Missing tokenize_sent.sh and detokenize.sh ?

GenTxt commented 5 years ago

Thanks for the interesting repo.

I've downloaded the specified version of the stanford parser but I can't find "stanford-parser-full-2017-06-09/tokenize_sent.sh" and "detokenize.sh" required in the notebook.

Are these renamed files in the parser folder? If not, is it possible to upload these to this repo or provide a link?

Thanks,

superMDguy commented 5 years ago

Sorry, this is super messy, and all built around stuff I have downloaded. I actually don't have access to the machine I have the code on right now, and won't for a few weeks, so I don't have the exact files. I do know roughly what their contents are though:

tokenize_sent.sh is pretty much java edu.stanford.nlp.process.DocumentPreprocessor /tmp/in.txt > /tmp/out.txt. I might also have the -preserveLines option, but I'm not sure if I'm using that.
detokenize_sent.sh is pretty much java edu.stanford.nlp.process.DocumentPreprocessor /tmp/in.txt > /tmp/out.txt.

I put both of those files in the same folder as the parser to simplify things. I don't use java much, but I probably should've added it to the classpath or something. If you aren't able to get that to work, you could probably throw in a different sentence tokenizer without much of a difference.

Good luck on getting it to work, and let me know how it goes!

GenTxt commented 5 years ago

Thanks for the quick reply and solution. Hopefully only one more as described below. Have parser and required .sh files in: Datasets/stanford-parser-full-2017-06-09/tokenize_sent.sh (and detokenize.sh) Runs without error in revised jupyter notebook.

Changed location of books to: prefix = 'Textfiles/sources/' (same program folder containing 'Datasets') Placed renamed text files 'JaneAustenNorthanger_Abbey.txt' and 'Sir_Arthur_Conan_Doyle' in 'sources' subfolder. Also changed some of the code in notebook to remove spaces in output names (running ubuntu 18) Continue running notebook and generates this 'FileNotFound' error:

changed = change_book(open(prefix + 'JaneAustenNorthanger_Abbey.txt').read(), get_corpus('Sir_Arthur_Conan_Doyle')) write_file('Northanger_Abbey_x_Doyle_with_translation', "Sir_Arthur_Conan_Doyle's_Northanger_Abbey", changed)

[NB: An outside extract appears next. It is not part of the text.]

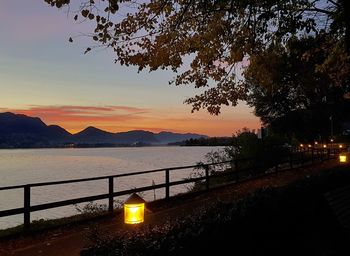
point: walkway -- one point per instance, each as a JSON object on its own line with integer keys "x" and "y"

FileNotFoundError Traceback (most recent call last)

in ----> 1 changed = change_book(open(prefix + 'JaneAustenNorthanger_Abbey.txt').read(), get_corpus('Sir_Arthur_Conan_Doyle')) 2 write_file('Northanger_Abbey_x_Doyle_with_translation', "Sir_Arthur_Conan_Doyle's_Northanger_Abbey", changed) FileNotFoundError: [Errno 2] No such file or directory: 'Textfiles/sources/JaneAustenNorthanger_Abbey.txt' Changed to: prefix = 'Datasets/Textfiles/sources/' (similar location logic as original) Same error No such file or directory: 'Datasets/Textfiles/sources/JaneAustenNorthanger_Abbey.txt' Not sure why notebook isn't finding the file. I'm new to python and would appreciate knowing how to fix this for future projects. Thanks

superMDguy commented 5 years ago

So the Datasets folder is inside this projects directory?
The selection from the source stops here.